A mudança diplomática da Nicarágua de Taiwan para a República Popular da China (RPC), anunciada em 9 de dezembro, foi quase inevitável, mas vai acelerar uma tendência preocupante em partes do hemisfério ocidental mais próximas dos EUA a uma forma de populismo autoritário financiado pela China . Essa ameaça crescente, em uma parte do hemisfério antes considerada aliada politicamente ou pelo menos complacente com os EUA, também incluirá riscos secundários de uma presença expandida de outros rivais dos EUA, como Rússia e Irã, drogas expandidas e outros fluxos do crime organizado através do região, e diminuição da cooperação de segurança.

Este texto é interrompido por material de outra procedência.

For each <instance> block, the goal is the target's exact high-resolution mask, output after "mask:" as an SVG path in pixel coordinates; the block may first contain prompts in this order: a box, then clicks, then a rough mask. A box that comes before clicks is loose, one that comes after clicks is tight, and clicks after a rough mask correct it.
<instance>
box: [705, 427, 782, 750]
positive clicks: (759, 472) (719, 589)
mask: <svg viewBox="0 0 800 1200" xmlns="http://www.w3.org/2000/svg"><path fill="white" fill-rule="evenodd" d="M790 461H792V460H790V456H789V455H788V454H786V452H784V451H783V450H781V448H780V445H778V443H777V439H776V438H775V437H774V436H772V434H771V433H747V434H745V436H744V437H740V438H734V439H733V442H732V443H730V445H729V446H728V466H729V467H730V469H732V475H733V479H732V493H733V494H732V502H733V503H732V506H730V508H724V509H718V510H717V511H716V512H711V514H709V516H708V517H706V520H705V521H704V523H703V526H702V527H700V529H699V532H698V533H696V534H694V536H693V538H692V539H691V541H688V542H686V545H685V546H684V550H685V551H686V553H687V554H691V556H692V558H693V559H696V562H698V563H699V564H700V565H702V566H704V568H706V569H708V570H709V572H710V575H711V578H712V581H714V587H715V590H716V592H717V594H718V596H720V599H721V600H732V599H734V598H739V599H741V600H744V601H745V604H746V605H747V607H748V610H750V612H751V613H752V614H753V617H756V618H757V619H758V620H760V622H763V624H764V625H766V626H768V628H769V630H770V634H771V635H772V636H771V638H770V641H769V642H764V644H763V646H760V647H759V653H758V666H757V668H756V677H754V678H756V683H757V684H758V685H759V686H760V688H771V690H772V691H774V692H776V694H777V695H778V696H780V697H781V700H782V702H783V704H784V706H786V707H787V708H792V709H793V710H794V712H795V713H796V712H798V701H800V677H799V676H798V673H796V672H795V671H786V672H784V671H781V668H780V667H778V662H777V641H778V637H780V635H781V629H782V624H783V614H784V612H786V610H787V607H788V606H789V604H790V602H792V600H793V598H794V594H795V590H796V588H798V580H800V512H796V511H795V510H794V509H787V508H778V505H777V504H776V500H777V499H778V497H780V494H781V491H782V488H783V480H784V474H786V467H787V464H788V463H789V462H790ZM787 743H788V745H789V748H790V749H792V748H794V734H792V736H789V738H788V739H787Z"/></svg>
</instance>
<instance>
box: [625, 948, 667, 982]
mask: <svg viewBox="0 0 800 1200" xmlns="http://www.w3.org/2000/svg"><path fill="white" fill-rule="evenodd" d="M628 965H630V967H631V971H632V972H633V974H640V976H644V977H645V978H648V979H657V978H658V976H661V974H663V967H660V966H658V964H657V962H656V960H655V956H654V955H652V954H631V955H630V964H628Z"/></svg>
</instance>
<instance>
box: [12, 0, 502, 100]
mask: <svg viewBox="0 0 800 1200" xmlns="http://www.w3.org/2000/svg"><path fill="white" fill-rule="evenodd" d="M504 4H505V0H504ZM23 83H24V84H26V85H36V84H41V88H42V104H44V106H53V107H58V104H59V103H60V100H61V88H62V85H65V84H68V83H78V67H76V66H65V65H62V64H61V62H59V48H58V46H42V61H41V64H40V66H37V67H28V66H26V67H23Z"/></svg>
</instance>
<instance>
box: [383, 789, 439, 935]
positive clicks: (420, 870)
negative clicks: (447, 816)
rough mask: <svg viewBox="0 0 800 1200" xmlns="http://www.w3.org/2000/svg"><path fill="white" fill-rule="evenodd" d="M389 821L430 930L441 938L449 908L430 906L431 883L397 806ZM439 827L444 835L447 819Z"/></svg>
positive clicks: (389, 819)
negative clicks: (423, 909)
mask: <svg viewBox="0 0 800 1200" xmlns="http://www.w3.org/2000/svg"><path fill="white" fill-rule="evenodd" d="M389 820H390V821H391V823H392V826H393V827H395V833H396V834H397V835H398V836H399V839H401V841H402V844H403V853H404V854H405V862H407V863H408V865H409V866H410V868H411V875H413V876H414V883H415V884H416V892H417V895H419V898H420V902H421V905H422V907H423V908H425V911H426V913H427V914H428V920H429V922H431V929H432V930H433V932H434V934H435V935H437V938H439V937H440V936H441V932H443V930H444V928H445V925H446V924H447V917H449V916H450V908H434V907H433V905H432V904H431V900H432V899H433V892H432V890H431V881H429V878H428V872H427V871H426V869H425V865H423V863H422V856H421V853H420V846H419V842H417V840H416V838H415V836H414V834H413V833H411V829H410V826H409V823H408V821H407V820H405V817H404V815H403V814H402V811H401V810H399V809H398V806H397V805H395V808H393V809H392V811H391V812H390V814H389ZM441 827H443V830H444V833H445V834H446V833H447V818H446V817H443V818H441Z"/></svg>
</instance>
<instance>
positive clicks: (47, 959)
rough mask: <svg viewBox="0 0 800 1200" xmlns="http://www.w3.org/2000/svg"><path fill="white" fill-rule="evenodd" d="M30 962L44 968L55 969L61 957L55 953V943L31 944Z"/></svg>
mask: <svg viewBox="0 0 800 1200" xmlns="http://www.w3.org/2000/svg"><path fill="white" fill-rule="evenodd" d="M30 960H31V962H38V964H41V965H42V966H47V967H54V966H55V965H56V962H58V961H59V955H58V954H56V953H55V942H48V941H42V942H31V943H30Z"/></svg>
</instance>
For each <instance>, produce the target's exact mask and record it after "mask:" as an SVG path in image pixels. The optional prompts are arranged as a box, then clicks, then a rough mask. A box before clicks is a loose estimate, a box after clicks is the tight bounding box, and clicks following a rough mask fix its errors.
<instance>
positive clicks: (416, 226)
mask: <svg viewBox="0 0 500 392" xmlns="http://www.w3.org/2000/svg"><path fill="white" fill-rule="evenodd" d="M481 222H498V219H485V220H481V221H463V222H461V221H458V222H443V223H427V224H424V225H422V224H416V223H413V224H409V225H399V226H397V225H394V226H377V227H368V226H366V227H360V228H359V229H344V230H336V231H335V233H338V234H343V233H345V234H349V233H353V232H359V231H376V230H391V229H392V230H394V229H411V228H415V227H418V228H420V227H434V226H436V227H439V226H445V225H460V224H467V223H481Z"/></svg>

Essa combinação terá graves consequências estratégicas para os Estados Unidos.
Os Estados Unidos receberam muitos chamados de alerta sobre os crescentes desafios estratégicos em seu próprio país, com os quais sua segurança e prosperidade estão intimamente conectadas por meio de laços comerciais, geográficos e familiares. Todas as vezes, ele pressionou o botão de soneca.
O momento do anúncio da mudança diplomática da Nicarágua para a RPC, coincidindo com a Cúpula para a Democracia do governo Biden, provavelmente não foi acidental. É um duro lembrete de que os governos centro-americanos e outros têm opções muito reais para se aliarem a atores extra-hemisféricos que ameaçam os Estados Unidos, se os EUA os tratarem com desprezo ou desinteresse. Os dias em que os EUA podiam se dar ao luxo de armar-se fortemente com parceiros complacentes da América Central, seja por causa da corrupção, da democracia ou da imigração, acabaram. Washington não pode mais se dar ao luxo de não agir estrategicamente.
O movimento sandinista revolucionário de Daniel Ortega mudou as relações de Taiwan para a RPC em dezembro de 1985, seis anos após sua tomada do poder em Manágua. Foi o governo de Violeta Chamorro que restabeleceu as relações com Taiwan após sua eleição em 1990 e a restauração da democracia na Nicarágua. . O mundo pode nunca saber quanto os Ortegas extorquiram de Taiwan para seu benefício pessoal, além do que Taiwan deu à Nicarágua como país, em troca de não retomar as relações com a RPC depois que os sandinistas voltaram ao poder em 2007. É altamente improvável que Taiwan abandonaria um de seus poucos aliados globais remanescentes, por mais antidemocrático e abusivo dos direitos dos nicaragüenses que os Ortegas demonstraram ser. Assim, é provável que a RPC tenha oferecido aos Ortegas um negócio muito melhor,
Consequências para a Nicarágua
Com base nas operações diplomáticas anteriores à RPC pela Costa Rica (2007), Panamá (2017), República Dominicana e El Salvador (2018), é provável que os Ortegas e empresários ligados a eles viajem à RPC para assinar um série de memorandos de entendimento não transparentes. Esses MOUs provavelmente incluirão referências à aprovação acelerada de acordos fitossanitários e outras medidas para facilitar a importação de uma quantidade simbólica de café e frutas da Nicarágua, beneficiando alguns camaradas de Ortega no setor de exportação, como aconteceu em outros países centro-americanos.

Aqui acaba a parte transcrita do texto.